If we instead choose a technology that fits this data really well, such as Neo4j, we will achieve a high data/storage fit (right side of chart). We will spend little time on building, maintaining, and evolving that system. This is where we want to be.

By striving for high data/storage fit, we can eliminate a lot of unnecessary waste and instead spend that time on being more productive

By moving toward a better data/storage fit, we can eliminate a lot of waste. In the Redis recommendation engine case, we might spend time on building and maintaining separate views of our data, keeping the data consistent, and hand-coding the algorithms. This is work that doesn’t produce any additional benefits beyond the recommendation engine itself. It’s waste. If we can take most of that time and put it into producing actual value (e.g. new features that we can sell, new insights we can learn from, etc.), we can significantly increase our productivity, and ultimately profit.

Categorizing Shape of Data

The million dollar question still remains. How do you know what shape your data is? Let me present you with another chart!

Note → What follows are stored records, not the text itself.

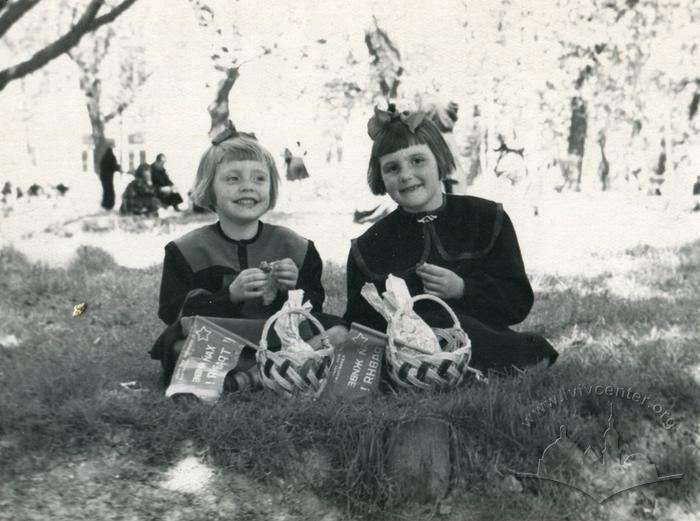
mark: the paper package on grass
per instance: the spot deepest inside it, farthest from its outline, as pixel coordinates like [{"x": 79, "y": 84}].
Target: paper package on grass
[
  {"x": 410, "y": 331},
  {"x": 287, "y": 327}
]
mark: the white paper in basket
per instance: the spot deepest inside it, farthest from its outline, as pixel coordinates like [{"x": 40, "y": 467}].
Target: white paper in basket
[
  {"x": 287, "y": 326},
  {"x": 408, "y": 327}
]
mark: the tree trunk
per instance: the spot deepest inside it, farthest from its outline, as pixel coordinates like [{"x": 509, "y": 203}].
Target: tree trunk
[
  {"x": 420, "y": 459},
  {"x": 219, "y": 108},
  {"x": 604, "y": 166},
  {"x": 92, "y": 102},
  {"x": 577, "y": 139},
  {"x": 474, "y": 141},
  {"x": 385, "y": 61}
]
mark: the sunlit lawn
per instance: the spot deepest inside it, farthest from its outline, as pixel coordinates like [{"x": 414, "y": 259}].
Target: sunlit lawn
[{"x": 61, "y": 389}]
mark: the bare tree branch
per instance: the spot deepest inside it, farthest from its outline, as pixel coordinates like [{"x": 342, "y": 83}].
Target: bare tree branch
[
  {"x": 88, "y": 22},
  {"x": 14, "y": 12},
  {"x": 111, "y": 16}
]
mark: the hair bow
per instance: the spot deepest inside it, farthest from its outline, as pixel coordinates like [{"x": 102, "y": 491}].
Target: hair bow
[
  {"x": 229, "y": 133},
  {"x": 382, "y": 118}
]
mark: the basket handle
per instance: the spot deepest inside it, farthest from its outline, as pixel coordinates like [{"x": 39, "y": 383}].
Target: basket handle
[
  {"x": 417, "y": 298},
  {"x": 298, "y": 311}
]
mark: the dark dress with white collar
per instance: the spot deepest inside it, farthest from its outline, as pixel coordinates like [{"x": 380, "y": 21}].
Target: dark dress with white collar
[
  {"x": 199, "y": 267},
  {"x": 474, "y": 238}
]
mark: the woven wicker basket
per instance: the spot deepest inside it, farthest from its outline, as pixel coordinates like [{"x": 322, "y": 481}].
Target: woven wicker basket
[
  {"x": 435, "y": 371},
  {"x": 284, "y": 373}
]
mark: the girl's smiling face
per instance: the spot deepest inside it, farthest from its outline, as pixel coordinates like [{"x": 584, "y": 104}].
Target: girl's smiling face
[
  {"x": 242, "y": 191},
  {"x": 411, "y": 178}
]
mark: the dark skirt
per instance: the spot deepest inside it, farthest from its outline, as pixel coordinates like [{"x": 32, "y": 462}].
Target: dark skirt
[
  {"x": 504, "y": 350},
  {"x": 496, "y": 351}
]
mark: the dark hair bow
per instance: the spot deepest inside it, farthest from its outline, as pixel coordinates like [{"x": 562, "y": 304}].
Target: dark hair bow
[
  {"x": 229, "y": 133},
  {"x": 382, "y": 118}
]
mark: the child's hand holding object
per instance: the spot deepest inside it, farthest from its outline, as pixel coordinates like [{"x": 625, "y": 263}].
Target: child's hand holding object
[
  {"x": 248, "y": 284},
  {"x": 440, "y": 282},
  {"x": 286, "y": 273},
  {"x": 281, "y": 274}
]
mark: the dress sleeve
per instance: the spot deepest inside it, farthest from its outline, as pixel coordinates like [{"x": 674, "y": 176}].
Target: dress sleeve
[
  {"x": 179, "y": 294},
  {"x": 499, "y": 293},
  {"x": 175, "y": 283},
  {"x": 358, "y": 309},
  {"x": 310, "y": 278}
]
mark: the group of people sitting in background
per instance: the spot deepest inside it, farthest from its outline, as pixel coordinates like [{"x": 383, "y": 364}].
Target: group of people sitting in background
[{"x": 150, "y": 190}]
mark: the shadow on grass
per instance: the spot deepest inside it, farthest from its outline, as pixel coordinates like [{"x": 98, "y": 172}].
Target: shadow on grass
[{"x": 62, "y": 393}]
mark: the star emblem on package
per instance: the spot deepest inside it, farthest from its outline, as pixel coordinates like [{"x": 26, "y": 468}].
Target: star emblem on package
[
  {"x": 79, "y": 309},
  {"x": 202, "y": 333}
]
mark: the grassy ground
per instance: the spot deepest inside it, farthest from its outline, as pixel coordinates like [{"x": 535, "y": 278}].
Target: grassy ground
[{"x": 61, "y": 395}]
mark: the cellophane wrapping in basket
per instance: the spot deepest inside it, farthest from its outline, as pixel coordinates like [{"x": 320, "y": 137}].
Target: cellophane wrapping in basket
[
  {"x": 411, "y": 331},
  {"x": 287, "y": 327}
]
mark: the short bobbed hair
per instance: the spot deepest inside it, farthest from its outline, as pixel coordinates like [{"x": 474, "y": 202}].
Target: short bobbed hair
[
  {"x": 397, "y": 135},
  {"x": 240, "y": 148}
]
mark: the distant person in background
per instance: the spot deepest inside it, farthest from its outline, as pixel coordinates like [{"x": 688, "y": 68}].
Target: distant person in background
[
  {"x": 444, "y": 115},
  {"x": 108, "y": 165},
  {"x": 165, "y": 189},
  {"x": 6, "y": 190},
  {"x": 296, "y": 169},
  {"x": 139, "y": 198}
]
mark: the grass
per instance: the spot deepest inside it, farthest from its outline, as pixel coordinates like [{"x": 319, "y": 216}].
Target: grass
[{"x": 62, "y": 395}]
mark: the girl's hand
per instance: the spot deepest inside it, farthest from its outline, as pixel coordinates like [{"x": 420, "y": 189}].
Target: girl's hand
[
  {"x": 286, "y": 273},
  {"x": 249, "y": 284},
  {"x": 441, "y": 282}
]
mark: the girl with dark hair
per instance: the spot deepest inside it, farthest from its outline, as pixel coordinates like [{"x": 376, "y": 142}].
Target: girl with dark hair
[
  {"x": 460, "y": 248},
  {"x": 216, "y": 270}
]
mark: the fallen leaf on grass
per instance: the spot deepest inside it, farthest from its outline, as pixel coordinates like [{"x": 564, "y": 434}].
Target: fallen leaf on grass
[{"x": 79, "y": 309}]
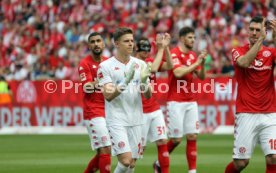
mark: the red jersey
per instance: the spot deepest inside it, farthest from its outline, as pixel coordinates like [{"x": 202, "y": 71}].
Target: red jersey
[
  {"x": 256, "y": 93},
  {"x": 93, "y": 103},
  {"x": 151, "y": 104},
  {"x": 180, "y": 88}
]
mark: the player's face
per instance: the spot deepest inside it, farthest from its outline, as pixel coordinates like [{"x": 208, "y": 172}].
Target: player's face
[
  {"x": 188, "y": 40},
  {"x": 125, "y": 44},
  {"x": 96, "y": 44},
  {"x": 254, "y": 32}
]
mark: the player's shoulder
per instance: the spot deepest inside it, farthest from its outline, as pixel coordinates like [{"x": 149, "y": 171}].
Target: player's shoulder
[
  {"x": 175, "y": 50},
  {"x": 136, "y": 60},
  {"x": 241, "y": 48},
  {"x": 86, "y": 60},
  {"x": 107, "y": 62}
]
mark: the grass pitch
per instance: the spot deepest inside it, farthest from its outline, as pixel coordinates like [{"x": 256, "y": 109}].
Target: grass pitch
[{"x": 71, "y": 153}]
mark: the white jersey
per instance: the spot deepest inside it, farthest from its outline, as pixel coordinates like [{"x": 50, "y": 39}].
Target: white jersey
[{"x": 125, "y": 109}]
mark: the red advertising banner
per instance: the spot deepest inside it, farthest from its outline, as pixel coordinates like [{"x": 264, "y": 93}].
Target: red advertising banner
[{"x": 59, "y": 103}]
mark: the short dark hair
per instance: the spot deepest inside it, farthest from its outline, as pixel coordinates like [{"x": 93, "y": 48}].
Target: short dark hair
[
  {"x": 186, "y": 30},
  {"x": 257, "y": 19},
  {"x": 119, "y": 32},
  {"x": 92, "y": 35}
]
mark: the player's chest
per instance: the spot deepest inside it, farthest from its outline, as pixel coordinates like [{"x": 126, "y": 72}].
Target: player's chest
[
  {"x": 119, "y": 72},
  {"x": 263, "y": 59},
  {"x": 187, "y": 59}
]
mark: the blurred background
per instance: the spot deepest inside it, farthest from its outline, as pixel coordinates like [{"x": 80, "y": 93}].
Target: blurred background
[
  {"x": 46, "y": 39},
  {"x": 42, "y": 43}
]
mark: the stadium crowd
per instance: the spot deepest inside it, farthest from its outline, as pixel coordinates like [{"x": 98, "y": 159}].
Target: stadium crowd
[{"x": 47, "y": 39}]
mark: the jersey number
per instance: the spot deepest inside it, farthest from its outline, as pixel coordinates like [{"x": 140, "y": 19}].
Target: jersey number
[
  {"x": 272, "y": 143},
  {"x": 160, "y": 130}
]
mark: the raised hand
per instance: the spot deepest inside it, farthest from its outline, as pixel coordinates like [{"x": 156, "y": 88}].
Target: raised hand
[
  {"x": 130, "y": 74},
  {"x": 145, "y": 73},
  {"x": 202, "y": 57}
]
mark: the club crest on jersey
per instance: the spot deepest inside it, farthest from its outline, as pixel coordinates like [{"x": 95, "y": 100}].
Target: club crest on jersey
[{"x": 266, "y": 53}]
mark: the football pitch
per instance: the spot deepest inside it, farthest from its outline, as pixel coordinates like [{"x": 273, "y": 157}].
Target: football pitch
[{"x": 71, "y": 153}]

Some data sources are volume-heavy, but most data sources are connectedness-heavy

Look at the two most prominent characteristics of data, namely connectedness and volume. If we consider data with low connectedness but high volume, we might find things like sensor readings and raw log data. On the other side of the spectrum, with high connectedness and moderate volume, we actually find quite a broad range of use cases. In fact, most companies today (unless you’re in the 0.01% with Google) have a connectedness challenge, not a data volume challenge. There are massive insights to be unlocked in the data you already have.

Conclusion

If you can achieve a good data/storage fit, you can count on gains in time, cost savings, and competitiveness. Combine this with the dark data approach to insights, where you first focus on doing more with the data you already have before hoarding data without a strategy, then you will be on a solid path forward. That’s exactly what companies like eBay, HP, Cisco, Medium(!), Walmart, Johnson & Johnson, TechCrunch, and countless others do with Neo4j. When are you going to stop letting your technology choices hold you back?

Disclaimer: I work for Neo Technology, the company behind Neo4j, the leading graph database.